While macro trajectory might not be controlled, what can be controlled is the method, scope, and extent of applications of these technologies, broadly the social consequences of the technological trajectory. Humanity is driven by production and progress in knowledge that it causes, but the choice of how to steer these achievements in any historical moment is contingent. Those are the concrete choices about where, how fast, and for whose benefit a technology is deployed. I will build on the author’s claim that those are the specifics that can lead to drastically different outcomes*.*
The mechanists’ premise hinges on the assumption that striving for economic advantage, as the primary goal of society, is beyond our control. The extent of humanity’s capabilities to influence society itself is conditioned by the mode of production. If production is the driving factor, the mode of production is the constraint. How it is being produced, who benefits from it, and for which purpose it is made are the fundamental questions that should be asked. It is then evident that what rips the agency from the majority of the people is inequality in their ownership and control of these technologies, and by extension, the inequality of power. The author is correct in pointing out that a handful of people in a handful of circumstances do have an outsized influence on humanity.

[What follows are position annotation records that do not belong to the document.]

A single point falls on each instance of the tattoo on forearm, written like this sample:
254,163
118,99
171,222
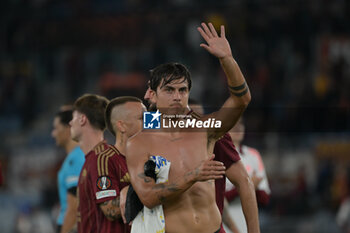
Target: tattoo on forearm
238,88
239,91
112,212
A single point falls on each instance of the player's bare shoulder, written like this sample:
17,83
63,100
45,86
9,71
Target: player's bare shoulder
140,140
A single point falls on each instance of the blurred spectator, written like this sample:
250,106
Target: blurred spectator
254,165
69,173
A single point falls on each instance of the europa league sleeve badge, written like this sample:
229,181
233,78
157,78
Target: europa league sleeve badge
103,183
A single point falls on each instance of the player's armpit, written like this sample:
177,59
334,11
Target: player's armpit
111,209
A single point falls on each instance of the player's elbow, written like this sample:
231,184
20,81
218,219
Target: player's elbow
245,100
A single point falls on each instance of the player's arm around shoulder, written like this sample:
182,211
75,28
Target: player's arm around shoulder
152,194
137,153
111,209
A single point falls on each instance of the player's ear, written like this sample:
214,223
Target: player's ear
120,126
83,119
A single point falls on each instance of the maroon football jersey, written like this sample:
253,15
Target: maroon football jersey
102,177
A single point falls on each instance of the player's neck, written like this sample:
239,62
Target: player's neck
90,139
70,146
120,142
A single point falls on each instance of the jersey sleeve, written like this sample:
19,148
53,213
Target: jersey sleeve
107,178
75,163
225,151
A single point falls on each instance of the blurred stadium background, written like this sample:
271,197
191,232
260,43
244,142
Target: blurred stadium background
295,56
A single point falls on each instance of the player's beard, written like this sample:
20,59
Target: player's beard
152,107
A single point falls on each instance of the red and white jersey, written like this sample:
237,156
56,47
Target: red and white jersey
252,161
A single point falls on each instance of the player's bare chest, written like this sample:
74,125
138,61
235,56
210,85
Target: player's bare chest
183,151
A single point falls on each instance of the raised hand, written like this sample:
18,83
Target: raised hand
216,45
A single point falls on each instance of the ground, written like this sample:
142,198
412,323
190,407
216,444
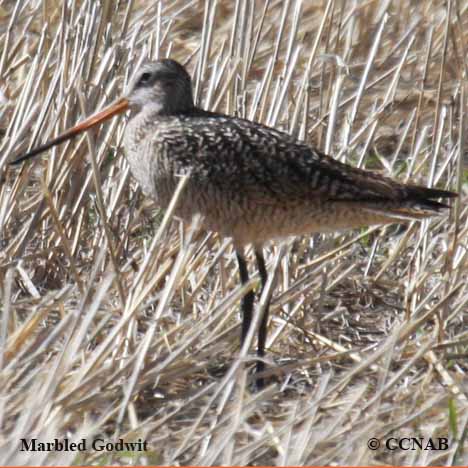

The introduction of AI automation technologies offers tremendous benefits for businesses, including reducing expenses by automating tasks, followed by firing workers and forestalling workers’ discontent and strikes by laying them off. Unionized workers are rightfully protesting against employers denying them their only means of sustenance. The automation isn’t the culprit itself; everyone would benefit from doing less unwanted work and augmenting their labour. The crux of the matter is that in the current mode of production, automation makes workers’ labour force increasingly redundant to the market, causing even more wealth to be siphoned upwards. The higher concentration of ownership exacerbates the shift of wealth from labour to capital as automation advances.
I have outlined that humanity is driven by the objective laws that necessitate it to produce and reproduce itself. Technological advance is a march towards better knowledge of the world, serving the reproduction of humanity in a general sense. Autonomous agents are the continuation of the progress in the field of computing, which, like any other scientific and engineering field, serves the purpose of knowledge and making our lives better, empowered by this knowledge. Mechanists are right in that the transformative technologies will be developed anyway. Humanity will inevitably come to autonomy, unless it is destroyed or rolled back into the Stone Age in the fallout of a world cataclysm.
Automation is inevitable, but the distribution of its consequences is not. Any technology primarily serves the interests of the owners and investors. Society is fundamentally split at its level between people, or rather classes, with different economic incentives. What remains as our “only real choice”, to quote the mechanists, is not to hasten technological progress, but to consider the power and class inequality relations present in society and to take steps towards humanity taking full material ownership and control over the technologies it produces. History will advance regardless, but who commands its fruits — that remains entirely within our hands.